DataSketches Internal Working

Hi All,

I have read the Yahoo Documentation which describes the internal working of Theta Sketch Algorithm.

But I am not able to co-relate it with how Druid implements it. Basically How does Druid creates theta sketch at the time of ingestion.

What I am trying to understand is , how does the filtering on different dimension and theta sketch on different dimension work in Druid Query Single Aggregator.

Does Druid Filter the rows based on the filters given in a filtered aggregator and then applies theta sketch provided in the same filtered aggregator on it (But How ??? Because the Theta Sketch Set in Druid would have been already created at the Data Ingestion time ).

Could you anyone please answer this ?


Pravesh Gupta


Dimensions, that you need to filter on, must be ingested as dimension columns. Then Druid would have different rows for different dimension values and each row will have its own thetaSketch.
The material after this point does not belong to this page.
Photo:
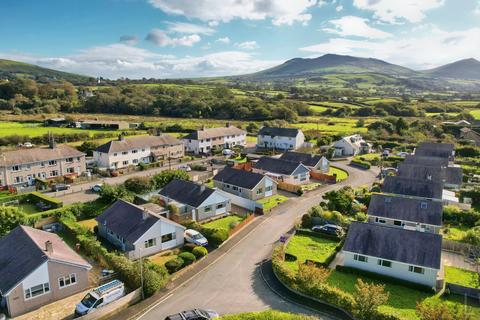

At query time, some rows would be skipped as per the filters provided and appropriate thetaSketch merging would happen if required.



Hey Himanshu,
Thanks for the response and Sorry for the late reply.

What do you mean by “each row will have its own thetaSketch” ?? Isnt thetasketch a separate Set whose size is K (Given at ingestion time) which contains numbers between 0 and 1 (Based on Gaussian Distribution) ?


Pravesh Gupta

Also , to add to above Question,
What all Druid does at the Query Time if we have given the theta sketch at the ingestion time ?